There’s something about American actors which enables them to create an intense sense of heightened reality in a way that their British counterparts often struggle to do. They invite you into an entirely believable world.

That’s one reason to see 17 Minutes from the Off-Broadway, New York-based Barrow Group. Even in a cramped room in Edinburgh with only a table and a few chairs as a set, it feels as if you have walked into a highly-charged TV drama.

But the other reason to see it is that the story it tells is so strong and so resonant.
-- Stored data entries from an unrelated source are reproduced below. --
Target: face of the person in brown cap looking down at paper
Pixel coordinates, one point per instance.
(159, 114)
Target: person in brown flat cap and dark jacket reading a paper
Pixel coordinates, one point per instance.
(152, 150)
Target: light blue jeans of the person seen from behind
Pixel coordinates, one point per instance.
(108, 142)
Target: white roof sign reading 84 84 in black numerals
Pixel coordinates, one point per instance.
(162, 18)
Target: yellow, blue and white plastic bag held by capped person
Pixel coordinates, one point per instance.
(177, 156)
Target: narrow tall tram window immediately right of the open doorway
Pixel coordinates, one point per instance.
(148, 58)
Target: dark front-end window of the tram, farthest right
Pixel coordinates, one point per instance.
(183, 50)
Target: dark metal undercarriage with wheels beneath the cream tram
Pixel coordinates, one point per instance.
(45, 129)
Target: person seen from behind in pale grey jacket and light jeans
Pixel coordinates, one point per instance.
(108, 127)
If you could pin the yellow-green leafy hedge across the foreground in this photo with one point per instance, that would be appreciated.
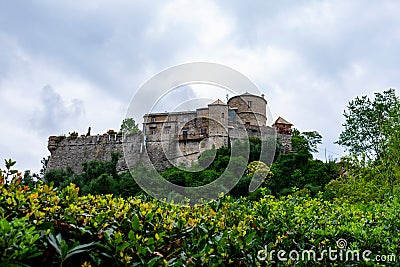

Scott Organ’s play never mentions the high school shooting in Parkland, Florida, in which 17 people died, but it is clearly the inspiration for this account of a fictional incident in which 12 students die when a fellow pupil opens up with an automatic rifle.

Specifically, the play focuses on the response of sheriff’s deputy Andy Rubens (Larry Mitchell) who stays outside the school for 17 minutes as the shooting takes place inside. Through the reactions to his response, or lack of it, the play probes how an entire community copes with a tragedy so immense.

It unfolds in a series of short scenes, beginning with Rubens’ interrogation by a detective, played by Brian Rojas, who is sensitive to his colleague’s plight but cannot quite hide his astonishment at his actions (“Maybe you were scared?”), and moving through conversations with his supportive but frightened wife (DeAnna Lenhart) and an encounter with the boy’s father (Michael Giese) – “You’ve found the guy everyone hates more than you.”

The writing is spare and nuanced, as it circles notions of responsibility and guilt. “We’ll always be defined by what we didn’t do,” offers the boy’s dad, marvelling at the way his son said sorry “like he broke a coffee cup.”

Seth Barrish directs with a gravity and tension that keeps the focus constantly on the seriousness of the theme, and the impossibility of predicting in advance how somebody will react to an act of overwhelming violence.

Rubens’ emotions remain frustratingly opaque but in a final encounter between him and the mother of one of the victims (played with suppressed emotional power by Lee Brock), the play lays bare the meaningless waste of such acts of slaughter, and their devastating effects on the lives of all those who are touched by them. It is powerful, thought-provoking stuff.